A new programme will let you decide how money seized from criminals will be spent in your community.

The programme, called Community Cashback, is designed to give you more of a say in how criminals' pay your community back for their crimes.

The latest Home Office figures show that the value of assets recovered from criminals this year rose to an all time high of £148m.

Until now that money has been split between frontline services, such as the police and courts. This is the first time a portion of that money is being paid back into communities.

Get involved

You will be able to vote on the Community Cashback website (new window) to decide which local projects should receive money. You can also suggest a project in your area that deserves investment.

You can also make suggestions of worthy projects at your local neighbourhood police meetings, or through citizens' panels (new window).

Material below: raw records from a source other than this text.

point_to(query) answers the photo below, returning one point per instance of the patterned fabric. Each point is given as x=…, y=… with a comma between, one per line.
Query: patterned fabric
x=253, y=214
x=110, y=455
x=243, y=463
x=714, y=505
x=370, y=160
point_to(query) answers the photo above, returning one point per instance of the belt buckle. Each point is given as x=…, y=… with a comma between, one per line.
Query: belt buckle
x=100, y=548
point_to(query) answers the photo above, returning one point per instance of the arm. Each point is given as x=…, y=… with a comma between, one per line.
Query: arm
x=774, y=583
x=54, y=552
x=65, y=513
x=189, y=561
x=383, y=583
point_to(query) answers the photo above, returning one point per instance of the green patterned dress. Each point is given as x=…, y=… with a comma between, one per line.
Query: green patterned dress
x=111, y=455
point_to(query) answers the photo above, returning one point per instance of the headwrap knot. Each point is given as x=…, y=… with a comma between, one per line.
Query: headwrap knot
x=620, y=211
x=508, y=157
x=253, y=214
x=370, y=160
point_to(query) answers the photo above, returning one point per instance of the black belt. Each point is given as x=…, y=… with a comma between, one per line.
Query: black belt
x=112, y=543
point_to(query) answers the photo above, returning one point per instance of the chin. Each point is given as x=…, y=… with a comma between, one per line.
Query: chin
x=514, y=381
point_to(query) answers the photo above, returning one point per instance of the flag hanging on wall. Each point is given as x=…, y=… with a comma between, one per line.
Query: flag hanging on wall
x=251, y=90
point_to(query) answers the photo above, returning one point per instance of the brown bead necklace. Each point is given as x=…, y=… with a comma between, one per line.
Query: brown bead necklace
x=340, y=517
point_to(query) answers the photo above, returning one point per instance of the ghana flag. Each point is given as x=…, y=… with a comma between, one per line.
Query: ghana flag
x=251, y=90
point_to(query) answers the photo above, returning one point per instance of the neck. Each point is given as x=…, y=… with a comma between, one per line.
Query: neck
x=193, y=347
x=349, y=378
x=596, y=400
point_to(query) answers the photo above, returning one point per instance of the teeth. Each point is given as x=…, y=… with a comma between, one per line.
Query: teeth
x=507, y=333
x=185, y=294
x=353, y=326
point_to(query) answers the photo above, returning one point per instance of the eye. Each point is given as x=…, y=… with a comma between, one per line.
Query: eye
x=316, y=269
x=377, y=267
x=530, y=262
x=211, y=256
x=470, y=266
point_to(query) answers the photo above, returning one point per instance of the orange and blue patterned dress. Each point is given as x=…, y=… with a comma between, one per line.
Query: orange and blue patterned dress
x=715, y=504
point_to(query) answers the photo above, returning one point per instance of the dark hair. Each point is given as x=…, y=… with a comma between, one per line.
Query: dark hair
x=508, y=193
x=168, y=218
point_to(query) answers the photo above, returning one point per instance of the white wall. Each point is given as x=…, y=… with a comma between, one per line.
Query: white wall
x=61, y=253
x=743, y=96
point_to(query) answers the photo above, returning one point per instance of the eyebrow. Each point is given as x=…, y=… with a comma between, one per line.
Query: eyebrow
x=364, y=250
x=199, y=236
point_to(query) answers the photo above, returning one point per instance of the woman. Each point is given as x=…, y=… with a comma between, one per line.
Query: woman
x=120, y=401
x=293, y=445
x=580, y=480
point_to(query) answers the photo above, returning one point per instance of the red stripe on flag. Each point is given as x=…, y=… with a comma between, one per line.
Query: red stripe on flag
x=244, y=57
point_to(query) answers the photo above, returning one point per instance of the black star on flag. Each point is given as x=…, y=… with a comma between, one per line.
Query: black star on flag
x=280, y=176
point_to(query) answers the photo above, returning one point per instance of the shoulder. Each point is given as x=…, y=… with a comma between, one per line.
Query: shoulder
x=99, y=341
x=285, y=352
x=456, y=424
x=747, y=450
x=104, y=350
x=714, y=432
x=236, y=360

New projects that provide good value for money, and are related in some way to preventing anti-social or criminal behaviour, will all be considered. The kinds of projects that would qualify include things like renovating a vandalised playground, enhancing a youth centre or improving security on a housing estate.

Stronger voice for local people

Home Secretary Alan Johnson said the scheme gives the public the chance to decide which projects will make a difference.

He said, 'The Community Cashback fund will ensure a portion of the ill-gotten gains of criminals are ploughed back into communities at a grassroots level, funding the projects that the public decide will make the most positive difference to their lives.’

But he said it would only work if people took part and got involved.

‘We are giving local people a stronger voice - I hope they will use it.’